Architecting Scalable Microservices with NestJS
When building high-load systems, the initial architecture decisions often determine the ceiling of your scalability. In this deep dive, I will break down exactly how we moved from a monolithic Express app to a distributed NestJS system handling 10k requests/second.
The Monolith Bottleneck
Our initial application was a standard modular monolith built with Express and MongoDB. It worked great for the first 10,000 users. However, as we introduced image processing and real-time analytics features, we hit a wall.
The Problem: Node.js Event Loop Blocking
Our application was becoming CPU bound. Image processing tasks (using Sharp) were blocking the main thread, causing significant latency spikes for simple API calls like login or profile fetching.
// The Bad Way: Blocking the Event Loop
app.post('/process-image', (req, res) => {
// This synchronous heavy calculation blocks ALL other requests
const result = heavyImageProcessing(req.body);
res.send(result);
});
We realized that scaling the entire application just to handle the load of one specific feature (image processing) was inefficient and costly. We needed to decouple components.
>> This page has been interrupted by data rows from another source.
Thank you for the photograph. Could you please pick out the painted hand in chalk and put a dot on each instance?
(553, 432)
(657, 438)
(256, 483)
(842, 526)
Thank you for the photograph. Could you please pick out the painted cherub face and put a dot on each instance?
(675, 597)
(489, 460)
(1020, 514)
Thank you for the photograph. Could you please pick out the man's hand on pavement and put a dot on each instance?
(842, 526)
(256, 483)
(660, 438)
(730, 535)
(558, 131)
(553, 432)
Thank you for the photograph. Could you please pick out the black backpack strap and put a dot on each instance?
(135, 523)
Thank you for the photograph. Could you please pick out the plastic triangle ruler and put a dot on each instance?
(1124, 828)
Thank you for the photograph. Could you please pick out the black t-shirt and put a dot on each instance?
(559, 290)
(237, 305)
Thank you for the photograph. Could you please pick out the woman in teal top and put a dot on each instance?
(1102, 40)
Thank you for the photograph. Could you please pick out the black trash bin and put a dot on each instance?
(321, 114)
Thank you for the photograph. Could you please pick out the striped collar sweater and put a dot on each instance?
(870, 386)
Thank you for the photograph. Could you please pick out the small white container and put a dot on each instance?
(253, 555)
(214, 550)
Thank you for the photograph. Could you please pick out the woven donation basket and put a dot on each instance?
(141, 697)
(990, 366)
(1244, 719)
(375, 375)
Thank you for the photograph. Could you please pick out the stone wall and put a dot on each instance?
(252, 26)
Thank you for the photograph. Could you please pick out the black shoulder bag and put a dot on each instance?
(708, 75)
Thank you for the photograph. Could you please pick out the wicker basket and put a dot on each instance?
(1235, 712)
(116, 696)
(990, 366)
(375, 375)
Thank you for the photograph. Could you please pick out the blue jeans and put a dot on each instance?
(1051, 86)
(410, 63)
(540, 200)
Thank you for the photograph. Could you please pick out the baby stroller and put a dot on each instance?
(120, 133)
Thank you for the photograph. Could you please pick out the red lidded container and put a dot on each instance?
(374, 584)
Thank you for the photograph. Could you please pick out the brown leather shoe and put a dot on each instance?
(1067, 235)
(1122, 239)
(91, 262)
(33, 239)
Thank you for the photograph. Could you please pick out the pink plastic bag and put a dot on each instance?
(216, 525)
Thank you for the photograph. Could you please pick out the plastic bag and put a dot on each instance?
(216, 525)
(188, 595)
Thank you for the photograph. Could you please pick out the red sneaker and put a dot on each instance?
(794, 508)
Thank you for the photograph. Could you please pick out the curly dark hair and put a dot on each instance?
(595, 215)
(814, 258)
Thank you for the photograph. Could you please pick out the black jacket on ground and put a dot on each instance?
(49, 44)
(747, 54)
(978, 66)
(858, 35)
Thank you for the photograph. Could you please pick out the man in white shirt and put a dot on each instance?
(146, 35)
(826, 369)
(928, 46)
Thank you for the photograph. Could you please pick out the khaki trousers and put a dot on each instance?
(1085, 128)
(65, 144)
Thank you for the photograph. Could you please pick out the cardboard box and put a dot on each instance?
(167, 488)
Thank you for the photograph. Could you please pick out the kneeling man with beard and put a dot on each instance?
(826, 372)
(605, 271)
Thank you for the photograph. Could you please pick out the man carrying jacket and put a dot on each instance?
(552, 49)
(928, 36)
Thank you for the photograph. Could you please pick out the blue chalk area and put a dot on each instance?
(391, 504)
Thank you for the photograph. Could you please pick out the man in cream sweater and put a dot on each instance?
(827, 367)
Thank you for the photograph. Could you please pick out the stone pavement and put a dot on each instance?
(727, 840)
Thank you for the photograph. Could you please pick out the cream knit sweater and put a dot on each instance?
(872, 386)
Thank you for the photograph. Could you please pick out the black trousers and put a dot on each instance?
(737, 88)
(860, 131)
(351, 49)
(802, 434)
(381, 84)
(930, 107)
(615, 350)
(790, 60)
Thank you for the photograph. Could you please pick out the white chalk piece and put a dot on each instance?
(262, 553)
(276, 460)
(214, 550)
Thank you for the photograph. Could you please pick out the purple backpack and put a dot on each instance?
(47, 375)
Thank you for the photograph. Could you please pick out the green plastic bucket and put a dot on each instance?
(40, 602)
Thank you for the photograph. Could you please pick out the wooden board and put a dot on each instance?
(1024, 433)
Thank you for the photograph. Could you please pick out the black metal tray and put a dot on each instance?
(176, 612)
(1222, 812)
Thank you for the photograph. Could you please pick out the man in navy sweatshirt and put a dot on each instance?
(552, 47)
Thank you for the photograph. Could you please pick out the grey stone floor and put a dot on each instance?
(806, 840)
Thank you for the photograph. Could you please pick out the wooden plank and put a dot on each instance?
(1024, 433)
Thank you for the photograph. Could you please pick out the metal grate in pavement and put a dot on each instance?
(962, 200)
The Solution: Event-Driven Microservices
We decided to split the application into domain-driven microservices. We chose NestJS for its native support for microservices and strict architectural patterns (Modules, Providers, Controllers).
Architecture Overview
- API Gateway (NestJS): The entry point. Handles authentication (JWT), rate limiting, and request validation/routing.
- Auth Service: Manages users, roles, and tokens.
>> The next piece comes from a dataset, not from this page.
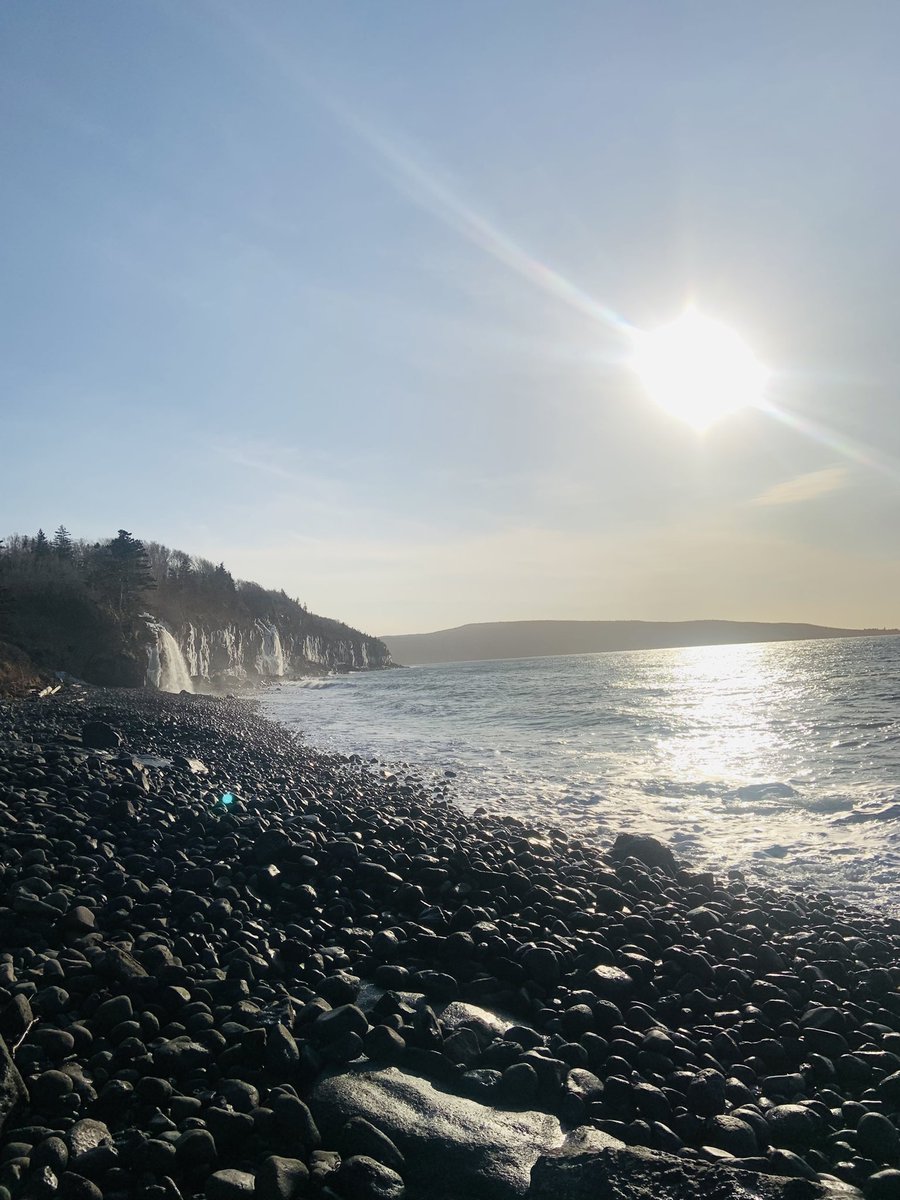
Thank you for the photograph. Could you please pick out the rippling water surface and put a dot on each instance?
(780, 759)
- Media Service (Worker): Consumes messages to process images/video.
- Notification Service: Sends emails/Push/Websockets.
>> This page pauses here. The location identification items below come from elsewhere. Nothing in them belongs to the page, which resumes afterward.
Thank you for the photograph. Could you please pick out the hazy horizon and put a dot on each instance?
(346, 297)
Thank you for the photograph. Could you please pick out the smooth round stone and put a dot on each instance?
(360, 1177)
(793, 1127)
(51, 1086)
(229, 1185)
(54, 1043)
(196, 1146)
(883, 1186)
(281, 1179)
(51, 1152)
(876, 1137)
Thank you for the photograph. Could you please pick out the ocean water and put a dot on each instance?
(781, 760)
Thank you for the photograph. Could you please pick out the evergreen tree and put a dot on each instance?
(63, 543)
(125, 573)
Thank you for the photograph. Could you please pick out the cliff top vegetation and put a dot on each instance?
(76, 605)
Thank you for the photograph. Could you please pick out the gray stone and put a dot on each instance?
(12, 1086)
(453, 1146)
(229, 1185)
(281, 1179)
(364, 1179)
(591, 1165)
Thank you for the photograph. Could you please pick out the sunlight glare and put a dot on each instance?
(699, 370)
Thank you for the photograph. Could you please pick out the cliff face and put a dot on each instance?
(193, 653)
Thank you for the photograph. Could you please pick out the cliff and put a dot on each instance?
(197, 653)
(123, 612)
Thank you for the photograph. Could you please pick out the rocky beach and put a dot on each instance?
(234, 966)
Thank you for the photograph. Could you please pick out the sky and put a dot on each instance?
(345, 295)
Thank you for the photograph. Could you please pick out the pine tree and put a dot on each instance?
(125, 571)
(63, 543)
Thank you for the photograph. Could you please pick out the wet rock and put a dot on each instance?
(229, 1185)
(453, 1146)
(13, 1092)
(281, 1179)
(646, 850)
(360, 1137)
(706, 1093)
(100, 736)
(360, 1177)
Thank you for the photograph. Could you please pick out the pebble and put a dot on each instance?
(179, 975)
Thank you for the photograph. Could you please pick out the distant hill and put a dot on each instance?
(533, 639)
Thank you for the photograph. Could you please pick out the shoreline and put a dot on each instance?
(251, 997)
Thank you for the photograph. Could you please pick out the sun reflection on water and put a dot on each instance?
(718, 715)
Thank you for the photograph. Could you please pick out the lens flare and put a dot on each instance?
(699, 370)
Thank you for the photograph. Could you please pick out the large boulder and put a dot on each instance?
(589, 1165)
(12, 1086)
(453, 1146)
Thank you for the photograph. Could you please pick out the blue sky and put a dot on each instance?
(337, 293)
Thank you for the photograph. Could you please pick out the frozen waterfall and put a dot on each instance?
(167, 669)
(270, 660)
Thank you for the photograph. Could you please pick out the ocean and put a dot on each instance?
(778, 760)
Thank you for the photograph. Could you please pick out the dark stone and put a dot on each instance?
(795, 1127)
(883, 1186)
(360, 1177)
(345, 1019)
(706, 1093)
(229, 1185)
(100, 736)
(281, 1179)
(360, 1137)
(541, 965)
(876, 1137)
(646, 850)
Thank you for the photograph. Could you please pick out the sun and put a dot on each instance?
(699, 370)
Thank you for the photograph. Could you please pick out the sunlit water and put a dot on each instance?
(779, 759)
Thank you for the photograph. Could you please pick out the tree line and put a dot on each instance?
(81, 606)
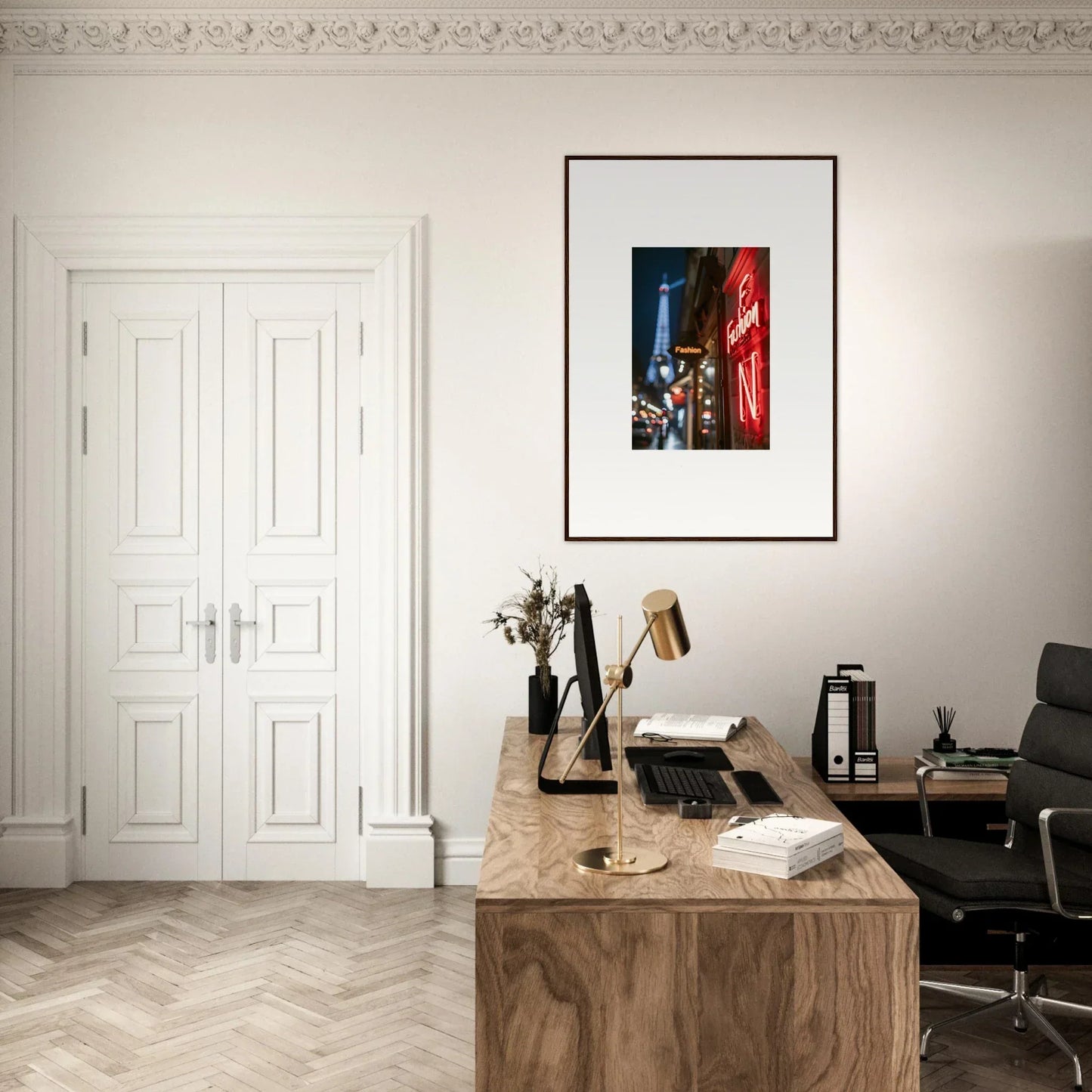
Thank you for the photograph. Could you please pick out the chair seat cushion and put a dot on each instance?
(976, 871)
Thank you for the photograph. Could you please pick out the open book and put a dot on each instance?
(688, 726)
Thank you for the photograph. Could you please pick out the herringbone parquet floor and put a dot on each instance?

Asynchronous Communication with RabbitMQ
To decouple the services, we avoided direct HTTP (REST/gRPC) calls for write operations. Instead, we used RabbitMQ as a message broker.
// The Better Way: Producer (API Gateway)
@Post('process')
async processImage(@Body() data: ImageDto) {
// Returns immediately to the user
this.client.emit('image_uploaded', data);
return { status: 'queued', timestamp: new Date() };
}
// Consumer (Worker Service)
@EventPattern('image_uploaded')
async handleImageUpload(@Payload() data: ImageDto) {
// Processes in background, scaling independently
await this.imageProcessor.resize(data);
// Emits processing_complete event when done
this.eventBus.emit('processing_complete', { id: data.id });
}
Handling Data Consistency: The Saga Pattern
One of the biggest challenges in microservices is distributed transactions. You can't just BEGIN TRANSACTION across three different databases.
We implemented the Choreography-based Saga pattern. Each service listens for events and performs a local transaction. If a step fails, a "Compensating Transaction" (or rollback event) is triggered to undo previous changes.
For example, if the *Order Service* charges the user but the *Inventory Service* is out of stock, the Inventory Service emits an OrderFailed event, and the Order Service listens to it to refund the payment.
Observability with OpenTelemetry
With 15+ services running, debugging became a nightmare. "500 Internal Server Error" could mean anything.
We integrated OpenTelemetry with Jaeger to trace requests across service boundaries. By passing a TraceID in the headers (or AMQP metadata), we could visualize the entire request lifecycle.
Key Takeaways
Microservices are not a silver bullet. They introduce significant complexity:
- Deployment: You need Kubernetes or Docker Swarm.
- Debugging: Distributed tracing is mandatory.
- Latency: Network hops add overhead.
- Independent Scaling: We scaled the "Media Worker" to 50 pods during Black Friday while keeping the "Auth Service" at 3 pods.
- Fault Isolation: If the Notification Service crashes, users can still log in and buy products.
- Technology Diversity: We wrote the Image Processing service in Go for performance, while keeping the rest in Node.js.